ANNAPOLIS (Jan. 23, 2017)—Just over four years after the Sandy Hook shooting in Connecticut, schools across the nation are continuing their efforts to promote safety and security for students, including in Maryland through the state's 2017 School Safety Initiative.
The Maryland Center for School Safety and a group called Safe and Sound Schools held safety training this week for school administrators, mental health staff, security staff and resource officers from schools across the state to discuss topics such as mental health, awareness and preparation.
In 2013, the General Assembly created The Maryland Center for School Safety after the fatal Sandy Hook shooting to prepare schools for emergencies and tragedies to help ensure that students, parents, and staff are in a safe, secure environment.
The safety training included presentations from law enforcement expert Daniel Jewiss, who spoke about the shooting and the lessons learned at Sandy Hook; Michele Gay, a mother who lost a daughter, Josephine, during the Sandy Hook shooting; and Benjamin Fernandez, a school psychologist from Loudoun County Public Schools in Virginia, who spoke about recovery after a school tragedy.
Safe and Sound Schools is an initiative to promote safety, prompted by the 2012 Connecticut shootings in which 20 students and 6 adults were fatally shot.
Gay, along with Alissa Parker, who also lost a daughter, Emilie, at the Sandy Hook shooting, are founders of the program to influence communities to come together to find ways to make schools and their community a safe environment.
Jewiss said that after the 2012 Sandy Hook school shooting, law enforcement officers began a strategy of "shaving seconds to save lives," by cutting down response times of first responders, communicating effectively with dispatchers, and getting to the scene quicker.
Jewiss described the events that occurred the day of the shooting and emphasized the importance of the approach both law enforcement and school officials should take.
Jewiss said that all individuals involved should be properly trained and learn how to respond to an emergency. Officials should be flexible in their roles and get to the scene as fast as possible, thereby hopefully decreasing the number of shots fired.
Jewiss said that response times should also be sped up and every second counts. Dispatchers should ask questions such as the number of shooters, what the shooter is wearing and the location of the shooter and caller.
"I think just making those adjustments in our scripts that we operate under, the way that we answer the calls, the way that school staff call it in and the way that our first responders get there," Jewiss said. "I think that alone is valuable seconds."
"We're trying to save as many lives as possible," Jewiss said. "Shaving seconds by changing some of the things we talked about is a game changer."
Gay, who has taught in Maryland and Virginia, gave the perspective of how to deal with school safety, being both a teacher and a mom who dealt with trauma.
"I think it's a challenge for us all, for my family in particular because you know, we've got a trauma history and they don't love for me to walk out the door because I think in the back of their of minds they're afraid that I might not come back," Gay said. "Those are things we have to consider with families that have trauma histories."

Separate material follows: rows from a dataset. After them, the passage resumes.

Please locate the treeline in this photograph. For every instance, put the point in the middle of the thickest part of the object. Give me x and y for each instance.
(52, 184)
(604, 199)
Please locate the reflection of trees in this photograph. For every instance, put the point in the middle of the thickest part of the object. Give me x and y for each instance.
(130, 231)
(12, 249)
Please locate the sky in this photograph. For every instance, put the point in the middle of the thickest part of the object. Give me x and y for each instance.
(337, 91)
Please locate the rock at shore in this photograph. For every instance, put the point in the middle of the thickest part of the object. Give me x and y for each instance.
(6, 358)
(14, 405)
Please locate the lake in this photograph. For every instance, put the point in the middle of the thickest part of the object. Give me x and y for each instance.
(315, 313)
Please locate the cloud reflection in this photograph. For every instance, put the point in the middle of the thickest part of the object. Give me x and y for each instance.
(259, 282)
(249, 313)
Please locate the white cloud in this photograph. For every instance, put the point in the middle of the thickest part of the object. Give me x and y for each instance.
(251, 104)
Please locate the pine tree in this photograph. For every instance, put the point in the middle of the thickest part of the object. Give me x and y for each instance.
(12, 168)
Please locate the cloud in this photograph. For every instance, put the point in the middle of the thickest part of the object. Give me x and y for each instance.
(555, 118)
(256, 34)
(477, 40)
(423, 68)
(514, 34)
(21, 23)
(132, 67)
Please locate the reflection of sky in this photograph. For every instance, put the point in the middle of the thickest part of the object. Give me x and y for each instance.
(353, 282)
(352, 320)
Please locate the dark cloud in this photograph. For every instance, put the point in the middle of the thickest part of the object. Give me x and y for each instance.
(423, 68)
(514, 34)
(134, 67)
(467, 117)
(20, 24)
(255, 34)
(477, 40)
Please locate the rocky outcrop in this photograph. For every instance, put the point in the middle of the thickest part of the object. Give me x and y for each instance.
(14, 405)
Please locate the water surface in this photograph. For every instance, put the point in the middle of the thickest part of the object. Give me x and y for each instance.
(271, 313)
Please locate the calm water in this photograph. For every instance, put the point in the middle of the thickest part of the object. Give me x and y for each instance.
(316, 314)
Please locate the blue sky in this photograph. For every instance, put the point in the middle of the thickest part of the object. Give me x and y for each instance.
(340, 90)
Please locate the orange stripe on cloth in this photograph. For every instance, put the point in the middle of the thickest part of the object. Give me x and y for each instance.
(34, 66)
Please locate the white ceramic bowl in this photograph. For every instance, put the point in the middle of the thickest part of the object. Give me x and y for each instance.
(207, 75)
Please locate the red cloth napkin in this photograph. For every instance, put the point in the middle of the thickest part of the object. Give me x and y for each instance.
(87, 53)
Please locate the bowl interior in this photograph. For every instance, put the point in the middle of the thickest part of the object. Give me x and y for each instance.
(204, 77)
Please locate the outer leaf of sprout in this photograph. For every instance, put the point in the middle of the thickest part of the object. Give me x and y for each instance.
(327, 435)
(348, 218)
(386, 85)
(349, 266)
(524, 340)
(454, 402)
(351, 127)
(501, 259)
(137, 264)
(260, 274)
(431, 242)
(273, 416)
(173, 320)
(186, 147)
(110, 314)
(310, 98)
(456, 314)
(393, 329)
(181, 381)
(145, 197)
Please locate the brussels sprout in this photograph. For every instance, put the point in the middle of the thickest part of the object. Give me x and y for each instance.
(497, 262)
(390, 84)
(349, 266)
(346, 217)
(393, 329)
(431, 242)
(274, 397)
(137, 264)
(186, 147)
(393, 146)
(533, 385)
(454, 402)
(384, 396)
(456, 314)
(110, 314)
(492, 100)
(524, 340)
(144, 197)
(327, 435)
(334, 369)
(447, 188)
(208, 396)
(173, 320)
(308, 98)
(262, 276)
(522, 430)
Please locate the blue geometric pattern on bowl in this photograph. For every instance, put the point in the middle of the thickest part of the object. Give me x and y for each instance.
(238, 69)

Fernandez spoke about schools handling students who suffer from trauma. He said he believes physical and psychological safety, crisis intervention, preparing for recovery and building resiliency are major factors to consider.
Schools are large access points to mental health care for students and employ mental health professionals who are already in place, Fernandez said.
Gay's late daughter Josephine and her two surviving daughters influenced her to start the Sandy Hook initiative and advocate for school safety training all over the country.
"I wanted to do something very positive," Gay said. "My daughter was very positive and it keeps her close and it helps me feel like I'm building something that she would be proud of."
Gay said she wanted to make sure that her two surviving children and other children were growing up in country where they could go to school safely. She also wanted to make sure teachers wouldn't be afraid to go to work and communities could maintain schools as a center of the community.
Ed Clarke, the director of Maryland Center for School Safety, said he brought guests from Connecticut to learn lessons from Sandy Hook and that he wants school and law enforcement officials to work together.
Clarke said he wants officials to learn how to respond to a low-level emergency or a catastrophic event that may impact one of the schools in the state, and more importantly, how to recover to get back to a sense of normalcy.
Moving forward, Clarke said, he plans to continue a series of trainings, work with all 24 school districts and listen to the needs of law enforcement.
The Maryland Center for School Safety also plans to embark on providing active shooter training for school districts and law enforcement throughout the state.